The story concerns an actress (Dern) who lands a big part in a movie she soon learns is a remake of an unfinished film from Poland. This being a David Lynch movie, the early mention of a curse on the feature materializes in every aspect of the actors' lives, the line between the movie in production and real life becoming irrevocably blurred.
Is this a movie-within-the-movie, a hallucination, a dream? Who the hell knows? There are man-sized rabbits cut with ominous laugh tracks, ravenous husbands, a bug-eyed old hag and some impossibly claustrophobic framing. And that's just in the first half hour. Since the movie goes on for nearly six times that long, there are dry spells, long periods in which even the most bluntly provocative images can't distract from the frustration a film this oblique inspires.
It comes together in the end because there is a unity of narrative vision centered on Dern, whose wayward and somehow profound journey is the key to the film's mysteries. The movie is coarse and unrelenting, grotesque and fiendishly hilarious, but it's eventually the purveyor of an almost spiritual experience that hits the viewer as handily as it does the characters.
JEFFREY BLOOMER
Lohan, Huffman and Fonda don't 'Rule'
"Georgia Rule"
At Quality 16 and Showcase
Universal
Rating: 2 out of 5 stars
There's little about "Georgia Rule" to either love or hate. That's quite the problem for this parable of family crises that plucks chords of every emotion imaginable and piles on the sap by the gross.
Lindsay Lohan ("Just My Luck") plays a troubled adolescent named Rachel, a character much like her real-life self. Bitter, destructive, rude and out of control, Rachel is sent away by her mother (Felicity Huffman, TV's "Desperate Housewives") to rural Idaho to suffer her stern grandmother (Jane Fonda, "Monster-in-Law") and maybe learn a thing or two about life.
Alarming, even heart-breaking secrets are revealed about the pasts of all three women, but the raw materials for a poignant drama are never hashed down with a coherent sense of purpose. The narrative swerves in various directions - characters weep, rage and break, but all the audience is able to feel is confusion.

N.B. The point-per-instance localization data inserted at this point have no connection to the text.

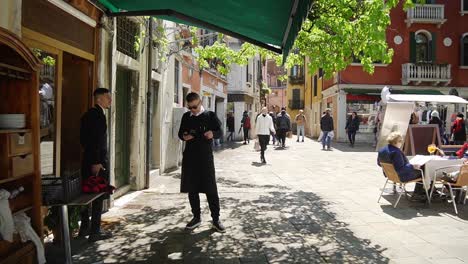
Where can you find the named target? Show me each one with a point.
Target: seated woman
(392, 154)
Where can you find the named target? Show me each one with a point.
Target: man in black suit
(93, 138)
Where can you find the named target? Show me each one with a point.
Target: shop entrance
(76, 87)
(122, 126)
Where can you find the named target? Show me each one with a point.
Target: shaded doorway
(76, 87)
(122, 126)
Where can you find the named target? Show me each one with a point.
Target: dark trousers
(282, 136)
(96, 212)
(246, 134)
(96, 205)
(352, 136)
(213, 203)
(263, 140)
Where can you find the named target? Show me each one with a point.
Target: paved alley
(304, 206)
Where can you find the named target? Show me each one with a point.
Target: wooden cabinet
(19, 148)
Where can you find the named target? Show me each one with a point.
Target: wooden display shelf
(15, 178)
(8, 131)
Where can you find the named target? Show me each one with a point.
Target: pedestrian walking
(273, 135)
(283, 123)
(300, 122)
(459, 130)
(352, 126)
(230, 126)
(246, 125)
(198, 128)
(264, 127)
(326, 125)
(93, 139)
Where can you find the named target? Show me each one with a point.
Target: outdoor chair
(461, 183)
(392, 176)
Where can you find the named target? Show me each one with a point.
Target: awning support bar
(196, 21)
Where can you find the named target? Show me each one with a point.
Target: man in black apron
(198, 128)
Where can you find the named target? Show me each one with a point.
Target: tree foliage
(335, 33)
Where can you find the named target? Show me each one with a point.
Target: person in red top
(459, 130)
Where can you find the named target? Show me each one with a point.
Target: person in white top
(264, 126)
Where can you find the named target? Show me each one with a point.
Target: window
(464, 50)
(127, 33)
(422, 47)
(176, 82)
(247, 73)
(315, 85)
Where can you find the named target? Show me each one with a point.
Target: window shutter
(412, 47)
(463, 62)
(434, 47)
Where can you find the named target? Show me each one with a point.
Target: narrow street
(305, 206)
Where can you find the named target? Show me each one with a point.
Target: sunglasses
(193, 107)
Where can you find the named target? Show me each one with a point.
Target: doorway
(122, 126)
(76, 87)
(155, 136)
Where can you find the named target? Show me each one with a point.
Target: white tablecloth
(431, 166)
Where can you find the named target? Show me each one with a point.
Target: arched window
(464, 50)
(423, 48)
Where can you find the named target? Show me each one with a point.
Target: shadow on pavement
(269, 227)
(359, 147)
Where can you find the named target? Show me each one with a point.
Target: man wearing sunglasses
(198, 128)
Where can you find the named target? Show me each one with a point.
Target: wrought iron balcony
(296, 104)
(433, 73)
(426, 14)
(297, 79)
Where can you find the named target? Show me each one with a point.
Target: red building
(430, 42)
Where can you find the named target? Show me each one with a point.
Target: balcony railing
(433, 73)
(426, 14)
(297, 79)
(296, 104)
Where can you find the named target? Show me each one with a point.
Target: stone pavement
(305, 206)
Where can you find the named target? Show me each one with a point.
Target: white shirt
(264, 125)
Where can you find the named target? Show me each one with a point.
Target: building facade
(431, 46)
(243, 86)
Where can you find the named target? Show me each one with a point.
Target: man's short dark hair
(100, 91)
(192, 97)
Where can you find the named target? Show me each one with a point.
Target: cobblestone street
(305, 206)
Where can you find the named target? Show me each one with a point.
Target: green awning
(394, 91)
(269, 24)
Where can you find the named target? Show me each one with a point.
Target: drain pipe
(149, 102)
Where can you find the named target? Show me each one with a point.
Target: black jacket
(326, 123)
(93, 136)
(198, 171)
(352, 125)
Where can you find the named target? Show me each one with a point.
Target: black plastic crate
(59, 190)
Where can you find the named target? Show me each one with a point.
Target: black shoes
(218, 226)
(99, 236)
(194, 223)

Simply put, a film of the emotional devastation that "Georgia Rule" deals with cannot work with the usual modes of cinematic execution. The film's inability to go beyond the usual bits of sentimental dialogue and music to explore the full gravity of its weighty themes is the reason it fails to do much of anything.
That's a shame because Huffman, Lohan and Fonda all deliver spectacularly in roles that seem built for them. Given a stronger driving force behind the madness, this film could have been something special.
IMRAN SYED
It's not you, it's Zach Braff
"The Ex"
At Quality 16 and Showcase
Weinstein
Rating: 1.5 out of 5 stars
Even after the lengthy delay that "The Ex" took to make it to the big screen, something still doesn't taste right.